Serves the mug punter(s) right. 

Some idiots will always fall for that 'military' tag. :comando:

The current high bidder has a feedback rating of over 500, too. :duh:

Hmmm .... :think:

I'm personally fed up to the back teeth of seeing the term 'Military' used to mis-represent watches that clearly ain't. :angry:

It's probably more abused / mis-used than 'Vintage', if the truth be known.

Check out eBay item # 260726477119 for another classic example. :rofl2:

Rant over. :taz:


----------



## Scouse (Jan 6, 2011)

Just had a look at that one. That's another one which is as "Military" as a conscientious objector. Although, if people are that stupid as to not research an item before they spend their cash, it's their own fault.

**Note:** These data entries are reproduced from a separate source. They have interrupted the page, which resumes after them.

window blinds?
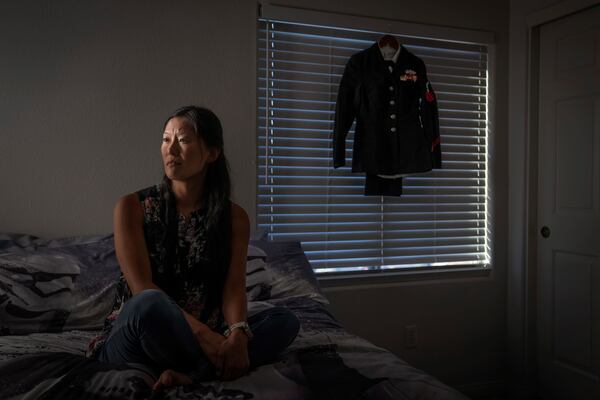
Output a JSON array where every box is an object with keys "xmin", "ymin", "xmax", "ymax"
[{"xmin": 257, "ymin": 19, "xmax": 490, "ymax": 274}]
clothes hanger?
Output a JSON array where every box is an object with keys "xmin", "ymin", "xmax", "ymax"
[{"xmin": 378, "ymin": 34, "xmax": 399, "ymax": 51}]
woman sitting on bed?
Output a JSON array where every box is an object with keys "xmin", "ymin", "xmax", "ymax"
[{"xmin": 86, "ymin": 105, "xmax": 300, "ymax": 390}]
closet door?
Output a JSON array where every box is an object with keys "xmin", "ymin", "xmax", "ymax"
[{"xmin": 537, "ymin": 5, "xmax": 600, "ymax": 400}]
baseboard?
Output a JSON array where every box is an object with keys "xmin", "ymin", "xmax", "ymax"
[
  {"xmin": 455, "ymin": 379, "xmax": 540, "ymax": 400},
  {"xmin": 505, "ymin": 380, "xmax": 539, "ymax": 400},
  {"xmin": 455, "ymin": 380, "xmax": 506, "ymax": 399}
]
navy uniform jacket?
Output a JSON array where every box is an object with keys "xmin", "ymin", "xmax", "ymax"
[{"xmin": 332, "ymin": 43, "xmax": 442, "ymax": 175}]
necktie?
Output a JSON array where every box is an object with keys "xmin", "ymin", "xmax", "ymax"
[{"xmin": 385, "ymin": 60, "xmax": 395, "ymax": 74}]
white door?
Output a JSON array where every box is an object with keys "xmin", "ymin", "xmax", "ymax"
[{"xmin": 538, "ymin": 5, "xmax": 600, "ymax": 400}]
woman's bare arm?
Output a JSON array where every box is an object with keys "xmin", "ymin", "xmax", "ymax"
[
  {"xmin": 216, "ymin": 202, "xmax": 251, "ymax": 380},
  {"xmin": 221, "ymin": 202, "xmax": 250, "ymax": 328},
  {"xmin": 113, "ymin": 194, "xmax": 155, "ymax": 294}
]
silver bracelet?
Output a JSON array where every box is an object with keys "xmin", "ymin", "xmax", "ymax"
[{"xmin": 224, "ymin": 321, "xmax": 253, "ymax": 340}]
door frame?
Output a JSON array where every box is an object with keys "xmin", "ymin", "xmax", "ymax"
[{"xmin": 508, "ymin": 0, "xmax": 600, "ymax": 398}]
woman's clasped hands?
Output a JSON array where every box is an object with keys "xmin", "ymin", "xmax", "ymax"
[{"xmin": 196, "ymin": 328, "xmax": 250, "ymax": 381}]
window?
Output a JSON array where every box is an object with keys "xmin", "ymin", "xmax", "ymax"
[{"xmin": 257, "ymin": 6, "xmax": 492, "ymax": 276}]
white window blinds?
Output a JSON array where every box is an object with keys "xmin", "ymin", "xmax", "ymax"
[{"xmin": 257, "ymin": 17, "xmax": 491, "ymax": 275}]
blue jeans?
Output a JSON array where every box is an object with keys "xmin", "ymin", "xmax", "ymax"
[{"xmin": 96, "ymin": 289, "xmax": 300, "ymax": 379}]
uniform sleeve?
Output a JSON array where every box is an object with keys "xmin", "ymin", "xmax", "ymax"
[
  {"xmin": 332, "ymin": 55, "xmax": 360, "ymax": 169},
  {"xmin": 418, "ymin": 60, "xmax": 442, "ymax": 169}
]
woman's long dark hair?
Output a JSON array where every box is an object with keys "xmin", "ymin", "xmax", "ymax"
[{"xmin": 161, "ymin": 106, "xmax": 232, "ymax": 318}]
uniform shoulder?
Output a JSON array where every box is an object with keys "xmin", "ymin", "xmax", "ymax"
[
  {"xmin": 358, "ymin": 43, "xmax": 379, "ymax": 58},
  {"xmin": 403, "ymin": 48, "xmax": 426, "ymax": 69}
]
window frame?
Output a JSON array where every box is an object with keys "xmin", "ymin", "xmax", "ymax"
[{"xmin": 256, "ymin": 5, "xmax": 497, "ymax": 283}]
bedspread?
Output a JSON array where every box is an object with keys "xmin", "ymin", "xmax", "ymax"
[{"xmin": 0, "ymin": 233, "xmax": 469, "ymax": 399}]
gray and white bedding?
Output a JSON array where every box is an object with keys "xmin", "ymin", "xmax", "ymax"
[{"xmin": 0, "ymin": 233, "xmax": 469, "ymax": 399}]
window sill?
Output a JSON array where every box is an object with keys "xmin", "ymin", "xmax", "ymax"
[{"xmin": 317, "ymin": 264, "xmax": 492, "ymax": 289}]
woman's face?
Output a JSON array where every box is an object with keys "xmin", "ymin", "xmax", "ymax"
[{"xmin": 161, "ymin": 116, "xmax": 219, "ymax": 182}]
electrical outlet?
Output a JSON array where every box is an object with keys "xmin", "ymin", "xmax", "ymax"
[{"xmin": 405, "ymin": 325, "xmax": 418, "ymax": 349}]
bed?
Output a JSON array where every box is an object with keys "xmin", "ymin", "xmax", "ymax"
[{"xmin": 0, "ymin": 232, "xmax": 469, "ymax": 399}]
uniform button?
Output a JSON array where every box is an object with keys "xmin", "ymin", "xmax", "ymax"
[
  {"xmin": 390, "ymin": 127, "xmax": 397, "ymax": 133},
  {"xmin": 389, "ymin": 86, "xmax": 394, "ymax": 91},
  {"xmin": 390, "ymin": 114, "xmax": 396, "ymax": 119},
  {"xmin": 389, "ymin": 100, "xmax": 395, "ymax": 105}
]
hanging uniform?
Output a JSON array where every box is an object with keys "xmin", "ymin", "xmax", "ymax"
[{"xmin": 332, "ymin": 43, "xmax": 441, "ymax": 196}]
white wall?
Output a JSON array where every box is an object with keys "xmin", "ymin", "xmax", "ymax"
[
  {"xmin": 0, "ymin": 0, "xmax": 259, "ymax": 237},
  {"xmin": 0, "ymin": 0, "xmax": 509, "ymax": 393}
]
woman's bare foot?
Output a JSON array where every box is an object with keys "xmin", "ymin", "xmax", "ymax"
[{"xmin": 152, "ymin": 369, "xmax": 192, "ymax": 391}]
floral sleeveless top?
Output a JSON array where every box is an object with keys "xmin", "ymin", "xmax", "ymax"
[{"xmin": 86, "ymin": 182, "xmax": 226, "ymax": 358}]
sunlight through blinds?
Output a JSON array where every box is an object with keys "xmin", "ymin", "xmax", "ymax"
[{"xmin": 257, "ymin": 19, "xmax": 491, "ymax": 275}]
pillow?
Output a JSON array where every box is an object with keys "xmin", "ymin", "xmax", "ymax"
[
  {"xmin": 0, "ymin": 234, "xmax": 120, "ymax": 335},
  {"xmin": 246, "ymin": 239, "xmax": 328, "ymax": 304},
  {"xmin": 247, "ymin": 243, "xmax": 267, "ymax": 259},
  {"xmin": 0, "ymin": 232, "xmax": 327, "ymax": 335}
]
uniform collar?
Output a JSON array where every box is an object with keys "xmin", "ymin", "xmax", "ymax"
[
  {"xmin": 378, "ymin": 44, "xmax": 401, "ymax": 63},
  {"xmin": 372, "ymin": 42, "xmax": 408, "ymax": 65}
]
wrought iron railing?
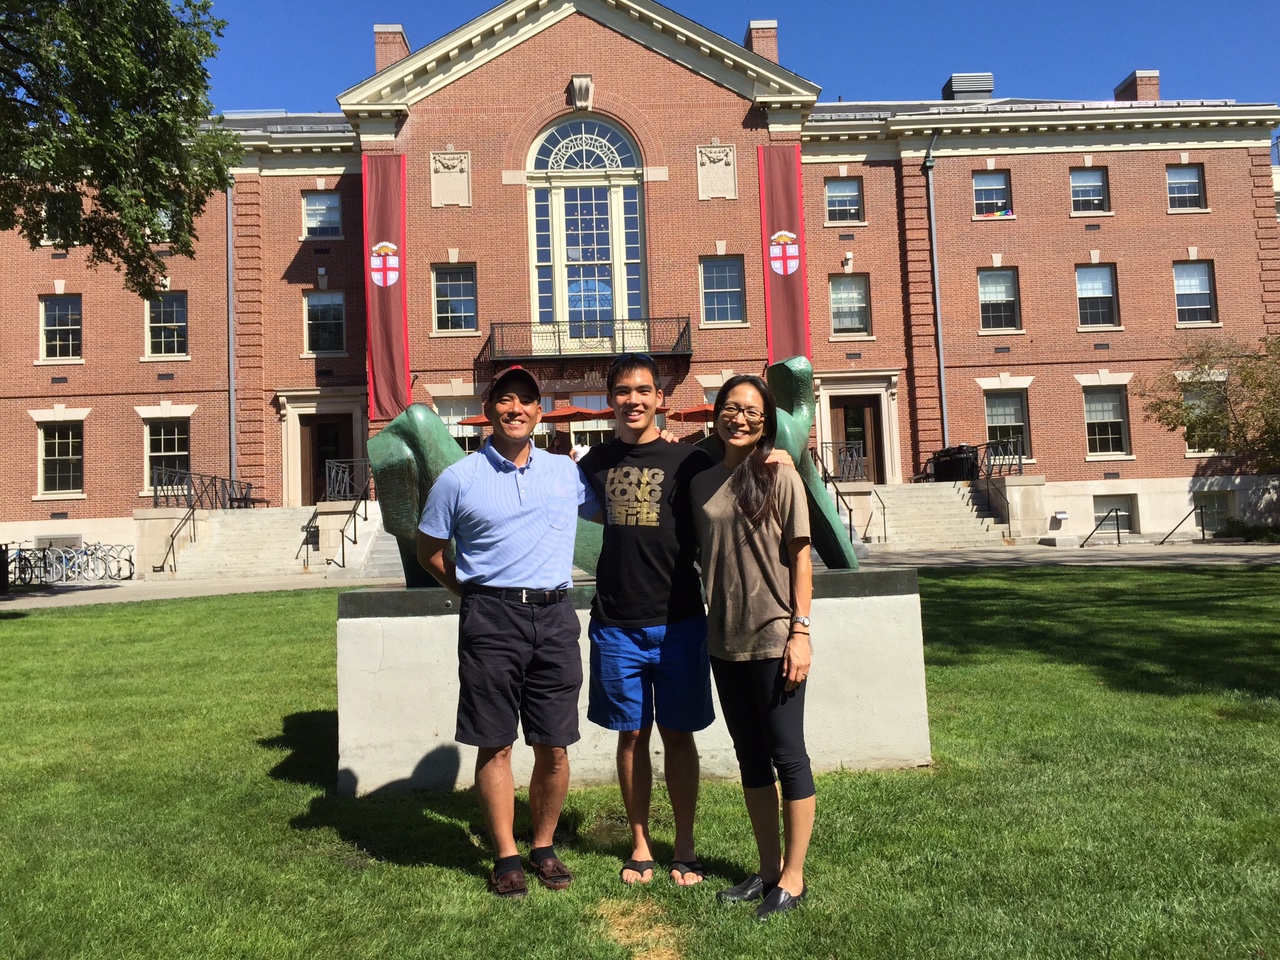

I'm in agreement that the words "Vintage" and "Military" are used far too freely now. For myself, vintage should be over 25 years old and for a watch to be military, it should be marked correctly as such, with a recognised emblem, wording or set of numbers, etc and be of correct style, age and construction. Ideally, (But by no means, always) it should be included, listed or mentioned within one of the internationally recognised books on the subject matter. The attachment of a military *style* strap to a commercially marketed watch does not constitute a "Military Watch".

Who's next for the soap box...........I've finished!


----------



## The Canon Man (Apr 9, 2010)

What? Non-military items being described as military.

Not this one surely? Ebay item # 300524009480.


----------



## Scouse (Jan 6, 2011)

Ha, Ha! All it needs is a speedometer, altimeter and barometer  I'm sure they could fit them in somewhere, between all the other rubbish! I really wish these jokers would "Go forth and multiply". Another one as military as a conscientious objector!


----------